You may want to look into HashMap or HashSet, both of which give constant time retrieval, and it's as easy as going:
hashSet.contains(searchString)
Additionally, HashSet (and HashMap for its keys) prevents duplicate elements.
If you need to keep them in order of insertion, you can look into their Linked counterparts, and if you need to keep them sorted, TreeSet and TreeMap can help (note, however, that the TreeSet and TreeMap do not provide constant time retrieval).
Everybody else seems to be viewing this question in a broader scope (which is certainly valid). I am only answering this bit:
One of my challenges involves
determining if a String is in an Array
of Strings.
That's simple:
return Arrays.asList(arr).contains(str)
Reference:
Arrays.asList(array)
If you are doing this a lot, you can initially sort the array and do a binary search for your strings.
As mentioned a HashMap or HashSet can provide reasonable performance above what you've mentioned. It depends greatly on how well distributed your hash algorithm is and how many buckets are in the Map.
You could also keep a sorted list and perform a binary search on that list which could perform slightly better, though you pay the cost of sorting. If it's a one time sort, then that's not a big deal. If the list is constantly changing, you may pay a larger cost.
Lastly, you could consider a Trie structure. I think this would be the fastest way to search, but that's a gut reaction.
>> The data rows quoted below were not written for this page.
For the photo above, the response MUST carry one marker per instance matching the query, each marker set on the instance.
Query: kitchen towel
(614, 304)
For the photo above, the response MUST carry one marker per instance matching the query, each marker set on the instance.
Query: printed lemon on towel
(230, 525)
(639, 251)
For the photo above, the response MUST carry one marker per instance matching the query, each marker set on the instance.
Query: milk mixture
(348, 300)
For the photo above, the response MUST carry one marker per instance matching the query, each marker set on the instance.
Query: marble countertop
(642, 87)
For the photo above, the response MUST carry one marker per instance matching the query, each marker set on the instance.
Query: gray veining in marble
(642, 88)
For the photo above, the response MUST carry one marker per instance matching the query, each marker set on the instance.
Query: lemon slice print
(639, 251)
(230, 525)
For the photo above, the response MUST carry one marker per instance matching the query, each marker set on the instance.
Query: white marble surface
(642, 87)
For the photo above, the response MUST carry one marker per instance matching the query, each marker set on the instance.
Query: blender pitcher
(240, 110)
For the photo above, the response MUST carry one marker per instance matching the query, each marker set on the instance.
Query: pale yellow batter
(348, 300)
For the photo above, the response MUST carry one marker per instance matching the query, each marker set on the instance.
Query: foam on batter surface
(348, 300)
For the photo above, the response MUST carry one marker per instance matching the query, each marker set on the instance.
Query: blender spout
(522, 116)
I don't have the numbers to support that.
As explained before you can use a Set (see http://download.oracle.com/javase/1.5.0/docs/api/java/util/Set.html and specially the boolean contains(Object o) method) for that purpose. Here is a quick 'n dirty example that demonstrates this:
String[] a = {"a", "2"};
Set<String> hashSet = new HashSet<String>();
Collections.addAll(hashSet, a);
System.out.println(hashSet.contains("a")); // Returns true
System.out.println(hashSet.contains("2")); // Returns true
System.out.println(hashSet.contains("e")); // Returns false
Hope this helps ;)
As Zach has pointed out , you can use hashset to prevent duplicate, and use contains method to search for a string , which returns true when a match is found.You also need to override equals in ur class.
public boolean equals(Object other) {
return other != null && other instanceof L && this.l == ((L)other).l;
If the search space (your collection of strings) is limited than I agree with the answers already posted. If, however, you have a large collection of strings and need to perform a sufficient number of searches on it (to outweigh the setup overhead), you might also consider encoding the search strings in a trie data structure. Again this would only be advantageous if there are enough strings and you search enough times to justify the setup overhead.